3. Simultaneous Convictions of Possession and Receipt

Finally, Polizzi argued that he could not be convicted of both possession and receipt, because possession is a lesser included offense of receipt. The court noted that both the Third and Ninth Circuits have so held, and found those cases “persuasive,” but did not actually rule on the issue. Polizzi “was charged with possessing certain images of child pornography the receipt of which did not form the basis for a separate receipt count.” Thus, for those four counts, his possession was not incident to an act of receiving for which he has already been punished.

B. Other Claims

At trial, Polizzi tried to get the district court to force the government into an Old Chief-type stipulation that the images were child pornography, so as to prevent them from being introduced into evidence. The district court would not do it, and the circuit affirmed. Here, in light of Polizzi’s insanity defense, the “specific nature and content of the images were relevant” and the “risk of unfair prejudice was minimized by the mode of presentation.”

He also challenged the court’s charge on the insanity defense, but the court refused to consider the claim, finding that it was “waived” by his affirmative acceptance of the instruction, and not merely “forfeited” by a lack of objection, which would have left open the possibility of plain error review.

The Cross-Appeal

Although although the court rejected Polizzi’s claim that the Sixth Amendment required the jury to be informed of the mandatory minimum, the court did not agree with the government that district courts can never inform a jury of a mandatory minimum. Nevertheless, it reversed the grant of the Rule 33 motion.

After reviewing the cases, the court held that district courts have discretion to instruct the jury on the applicable mandatory minimum in some circumstances: “Without attempting to define the boundaries of a district court’s discretion in this regard, we recognize the possibility … that circumstances may exist in which instructing the jury on the consequences of its verdict will better ensure that the jury bases that verdict solely on the evidence and will better discourage nullification.”

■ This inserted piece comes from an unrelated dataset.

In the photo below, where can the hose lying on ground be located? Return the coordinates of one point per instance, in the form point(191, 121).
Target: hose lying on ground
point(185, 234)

Here, the court did not reach the question whether the district court would have had the discretion to inform the jury of the mandatory minimum at Polizzi’s trial. Even if, arguendo, it had, it was “certainly within the trial court’s discretion to decline to,” which it did, and thus the standard for grating a new trial under Rule 33 – “a compelling reason involving substantial unfairness” – was not met.